Monday, February 21, 2011

An attribution error in teaching

I had the most interesting experience in my criminology class. I've taught it maybe 8 times over the years, and it always go well. Hey, who doesn't love serial murderer jokes?

Well, this class has met five times, and the first four times were dreadful. Sure, I got the material out, and the students participated enough, but the whole atmosphere was dry and boring. Think tumbleweeds blowing through the classroom, crickets chirping, dry coughs--well, you get it.  They even didn't laugh at a particular slide that I put up that for 8 years running has caused uproarious laughter.

In thinking about it, I've had had this happen in two other classes here at UConn, and all three boring classes were in similar classrooms--about 80 people, old fashioned seats/desks, and crowded rooms, and so I started to wonder if part of the problem was the physical setting. I talked to a friend about this, and he suggested that I do an experiment and switch classrooms. I did, to a larger, auditorium-style classroom, and it went great. They were engaged, talkative, and, most importantly, laughed at my jokes.

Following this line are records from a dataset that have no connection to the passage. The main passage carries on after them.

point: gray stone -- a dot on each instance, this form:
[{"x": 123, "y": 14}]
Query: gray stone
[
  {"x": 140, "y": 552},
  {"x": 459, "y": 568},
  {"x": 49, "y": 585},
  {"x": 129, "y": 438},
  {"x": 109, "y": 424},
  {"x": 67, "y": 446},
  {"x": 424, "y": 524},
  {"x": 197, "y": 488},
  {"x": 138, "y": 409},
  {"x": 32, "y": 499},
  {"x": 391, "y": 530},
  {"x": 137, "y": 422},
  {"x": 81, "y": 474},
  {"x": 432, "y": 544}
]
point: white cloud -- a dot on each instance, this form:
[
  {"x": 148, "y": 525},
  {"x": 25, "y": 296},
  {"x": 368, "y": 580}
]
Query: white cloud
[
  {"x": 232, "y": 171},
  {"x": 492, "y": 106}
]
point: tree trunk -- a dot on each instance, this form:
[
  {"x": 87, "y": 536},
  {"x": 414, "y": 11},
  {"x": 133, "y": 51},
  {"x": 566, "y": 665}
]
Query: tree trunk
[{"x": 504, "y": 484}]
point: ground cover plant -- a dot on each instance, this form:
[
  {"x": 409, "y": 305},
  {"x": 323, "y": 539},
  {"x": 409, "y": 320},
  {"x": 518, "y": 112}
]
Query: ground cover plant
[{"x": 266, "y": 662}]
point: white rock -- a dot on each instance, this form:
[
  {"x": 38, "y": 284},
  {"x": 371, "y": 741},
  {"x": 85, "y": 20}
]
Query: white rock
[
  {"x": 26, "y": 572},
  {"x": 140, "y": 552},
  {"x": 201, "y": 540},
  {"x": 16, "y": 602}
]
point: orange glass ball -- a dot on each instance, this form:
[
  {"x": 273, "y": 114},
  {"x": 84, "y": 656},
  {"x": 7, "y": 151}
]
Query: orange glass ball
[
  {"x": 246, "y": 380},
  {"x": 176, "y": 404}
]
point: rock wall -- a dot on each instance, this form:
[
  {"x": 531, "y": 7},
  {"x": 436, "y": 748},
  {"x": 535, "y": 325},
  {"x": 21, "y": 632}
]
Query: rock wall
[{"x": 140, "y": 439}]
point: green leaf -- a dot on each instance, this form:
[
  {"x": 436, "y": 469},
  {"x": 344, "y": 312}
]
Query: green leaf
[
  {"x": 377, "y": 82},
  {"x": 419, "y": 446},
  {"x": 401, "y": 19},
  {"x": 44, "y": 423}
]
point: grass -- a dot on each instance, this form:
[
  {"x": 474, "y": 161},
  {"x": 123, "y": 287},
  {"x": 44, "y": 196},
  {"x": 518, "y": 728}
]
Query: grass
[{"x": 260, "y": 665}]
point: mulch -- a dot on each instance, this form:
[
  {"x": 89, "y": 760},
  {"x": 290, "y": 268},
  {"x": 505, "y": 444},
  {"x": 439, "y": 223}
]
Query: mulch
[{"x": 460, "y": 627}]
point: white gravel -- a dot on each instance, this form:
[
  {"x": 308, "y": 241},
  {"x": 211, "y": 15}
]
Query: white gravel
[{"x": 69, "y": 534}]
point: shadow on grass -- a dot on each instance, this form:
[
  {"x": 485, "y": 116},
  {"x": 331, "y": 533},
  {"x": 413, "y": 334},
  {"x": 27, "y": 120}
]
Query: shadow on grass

I'm so attuned to person-attributions, such as I'm doing a good/bad job of teaching or the students are good/bad participants, that I overlook physical atmosphere effects. If nothing else, I'm requesting auditorium-style seating from now on.

This also makes me wonder about church seating. Seems like a lot of churches have a similar layout to my "boring" classrooms. Does anyone know of research on the effects of sanctuary layout? It would be interesting.


Mike Crowl said...

I don't know of any research on the subject, but I can confirm that the place you're worshiping in makes a huge difference. We've been in auditoriums for the last decade or so (two different ones), neither of them built for churches, and the atmosphere is definitely not conducive to good worship times.
And we visited a Baptist church in another city recently: each pew fixed in place on a step higher than the one before, the entrance way in the middle of the area, coming up more steps - and walls as bland as you can imagine.
Makes a huge difference.

Kevin Cunningham said...

This is a great post. Thanks, Brad for starting the conversation.

I will follow with anticipation.

I am also interested in the room setup for the Adult Sunday School or "Adult Bible Fellowship" (mid-size groups). Two of our groups have tables. Two have chairs set up in a semi-circle or similiar type of setting.

Ben Byerly said...

Please say more about "WHY". What kind of environment makes interaction more conducive and why? Feng Shui? ;-).

Brad Wright said...

Ben, I have no idea why. I assume that there are people who study these things, but I'm not one of them. It could be the shape of the room or how crowded it was. And, any changes could be specific just to me, so I would hesitate to generalize.

Brad Wright said...

Mike, that's interesting. I suppose that would be the way to test these things... how the same group worships in different kinds of places.

Brad Wright said...


Rearranging rooms seems like it would be more doable to study. Somebody has to have studied this kind of stuff, though maybe not in a church setting.

Jason Lee said...

thought: in auditoriums people are better able to see/hear each others' responses to the object of attention (eg, professor, slides, etc...). it's awareness of this mutual focus of attention that pumps up the group's collective effervescence and individuals' emotional energy (in the Randall Collins "Interaction Ritual Chains" sense).

Brad Wright said...

Jason, that could be, but we moved from a smaller room, where everyone could see and hear each other well, to a room with 230 chairs (for only 80 students).

Certainly there are bigger video monitors, though, so that might mean more engagement.

unkleE said...

"They were engaged, talkative ..."

Surely there's a message here!? Most church services require most people present to be passive - certainly during the sermon. Yet the NT church was apparently different (if 1 Corinthians 14 is any guide), with people engaged and contributing. Modern educational practice (e.g. active learning) recommends the same.

Perhaps we should be worrying less about auditoriums and sanctuaries, and thinking more about getting everyone involved and using their gifts, and equipping them for the work of ministry instead of talking at them?